May 28, 2019
The cow said neigh and the pig said oink? Yup, you read that correctly. The cat did say hello and the farmer said moo but have you ever seen a bear combing his hair or a whale with a polka dotted tail down by the bay? I sure have!
I love using books or song books in music therapy sessions. Books such as “The Cow Said Neigh” by Rory Feek and “Down by the Bay” by Raffi can be used to work on so many more skills than just reading. They can be used to treat several goals that include visual stimulation, attention, socialization, creativity, expressive communication and language, distress tolerance, and memory recall. Of course, just like the music used in sessions, books are client preferred and age appropriate. Lots of books can be used in many different ways and for a variety of clients. For example, I might use the book “Brown Bear, Brown Bear What Do You See” by Bill Martin Jr. with a three year old client to work on animal and color identification, animal sounds, attention to task, and following directions. I could also use the same book with a 8-11 year old client to address expressive communication, distress tolerance and creativity by writing our own version of the book. Pink flamingo, pink flamingo, what do you see? Fun, right?
Some books that I use originated as songs and then illustrated like “The Wheels on the Bus” or “Farmer in the Dell” and others I come up with a simple tune myself. One of the newer books that I have added to my collection is “The Cow Said Neigh” by Rory Feek. I use this book in sessions to address attention to task, animal identification, and distress tolerance. Sometimes clients have difficulty singing or reading about animals that make sounds other than the sound they are supposed to make. It can sometimes be tough to change a situation or alter what we know. Distress tolerance skills are used to help us cope when things do not go as planned or even in crisis. These skills also help us tolerate short or long term anxiety. The book, “The Cow Said Neigh” is a great book to work on these skills because the book definitely does not go to plan. The animals say things they are not supposed to say and everything seems to be a mess! Singing this book allows us to work on goals while also having fun and making music.

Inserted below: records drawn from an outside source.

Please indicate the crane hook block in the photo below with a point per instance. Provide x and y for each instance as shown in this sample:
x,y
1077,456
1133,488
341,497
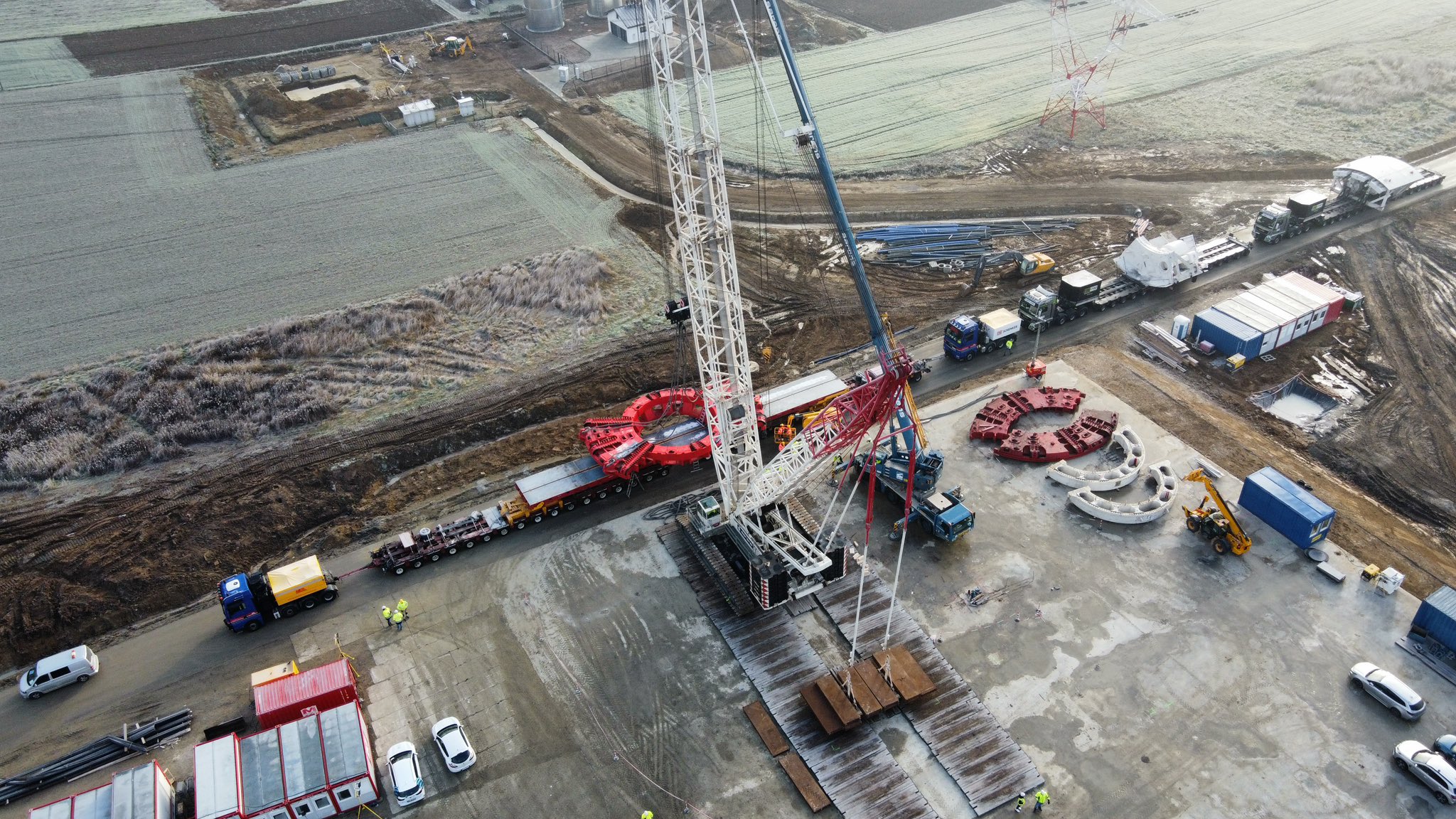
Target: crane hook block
x,y
678,311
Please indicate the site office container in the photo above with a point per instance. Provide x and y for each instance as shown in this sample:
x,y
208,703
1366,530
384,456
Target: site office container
x,y
1318,306
306,692
314,769
1302,312
1332,299
1256,319
1436,619
1283,319
1288,508
137,793
1228,336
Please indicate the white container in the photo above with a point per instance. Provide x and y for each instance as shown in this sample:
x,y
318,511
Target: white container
x,y
1181,327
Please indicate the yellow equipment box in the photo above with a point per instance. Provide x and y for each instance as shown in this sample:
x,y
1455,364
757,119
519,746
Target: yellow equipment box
x,y
297,580
274,672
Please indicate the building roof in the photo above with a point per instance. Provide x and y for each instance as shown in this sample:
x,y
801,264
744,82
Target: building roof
x,y
1388,171
626,16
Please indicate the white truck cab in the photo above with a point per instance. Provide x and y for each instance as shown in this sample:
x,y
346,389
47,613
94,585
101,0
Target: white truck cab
x,y
57,670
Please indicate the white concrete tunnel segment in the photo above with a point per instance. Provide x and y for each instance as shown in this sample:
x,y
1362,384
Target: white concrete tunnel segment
x,y
1165,487
1104,480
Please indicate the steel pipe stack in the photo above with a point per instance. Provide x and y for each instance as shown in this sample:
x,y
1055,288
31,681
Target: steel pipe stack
x,y
140,738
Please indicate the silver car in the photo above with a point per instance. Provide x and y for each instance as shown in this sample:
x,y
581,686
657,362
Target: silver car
x,y
404,773
453,745
1429,767
1388,690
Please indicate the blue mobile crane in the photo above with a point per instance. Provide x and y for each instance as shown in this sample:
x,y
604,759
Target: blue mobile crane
x,y
901,461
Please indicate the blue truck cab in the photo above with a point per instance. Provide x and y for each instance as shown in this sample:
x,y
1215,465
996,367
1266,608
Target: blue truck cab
x,y
961,337
239,602
967,336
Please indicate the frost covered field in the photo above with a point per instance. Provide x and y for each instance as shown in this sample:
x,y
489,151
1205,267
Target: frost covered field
x,y
115,232
25,19
893,98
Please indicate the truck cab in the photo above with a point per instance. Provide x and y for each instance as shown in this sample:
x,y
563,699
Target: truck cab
x,y
251,599
963,337
239,598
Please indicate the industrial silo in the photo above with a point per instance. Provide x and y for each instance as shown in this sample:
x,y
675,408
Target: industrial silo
x,y
543,16
600,8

Have you ever seem a fly wearing a tie? “Down by the Bay” by Raffi is another one of my favorite books. This is a great book to use when we are working on expressive communication and asking simple “wh” questions. It’s also a great book to be a little silly with! A goose kissing a moose down by the bay? What?! The tune of this book is simple and captivating enough to address an attention to task goal but is complex enough to be able to work on communication skills by asking “wh” questions. For example, after singing “have you ever seen a bear combing his hair” I might ask the client “Where is the bear combing his hair?” or “What is the bear doing?” The client could use context clues on the page to determine that the bear is combing his hair in the bathroom. This book is a huge hit in sessions!
More of my favorite books to use include “There Was an Old Lady Who Swallowed a Fly” by Lucille Colandro and the other books where that silly old lady swallows things. Lucille Colandro wrote sequels to the original book for almost all of the holidays and seasons. These are great to use for sequencing, ordinal positioning, and memory recall. After singing through the book, I might ask the client “what did the old lady swallow first, second, third?” It’s just a downright silly book and never fails to get us giggling.
Some other singable story books I like to use include “Five Green and Speckled Frogs,” “Singing in the Rain,” “Old McDonald Had a Farm,” “Who Took the Cookie from the Cookie Jar,” and “Bear Hunt.” Comment below if you would like to know how I use them in sessions.
What’s your favorite children’s book?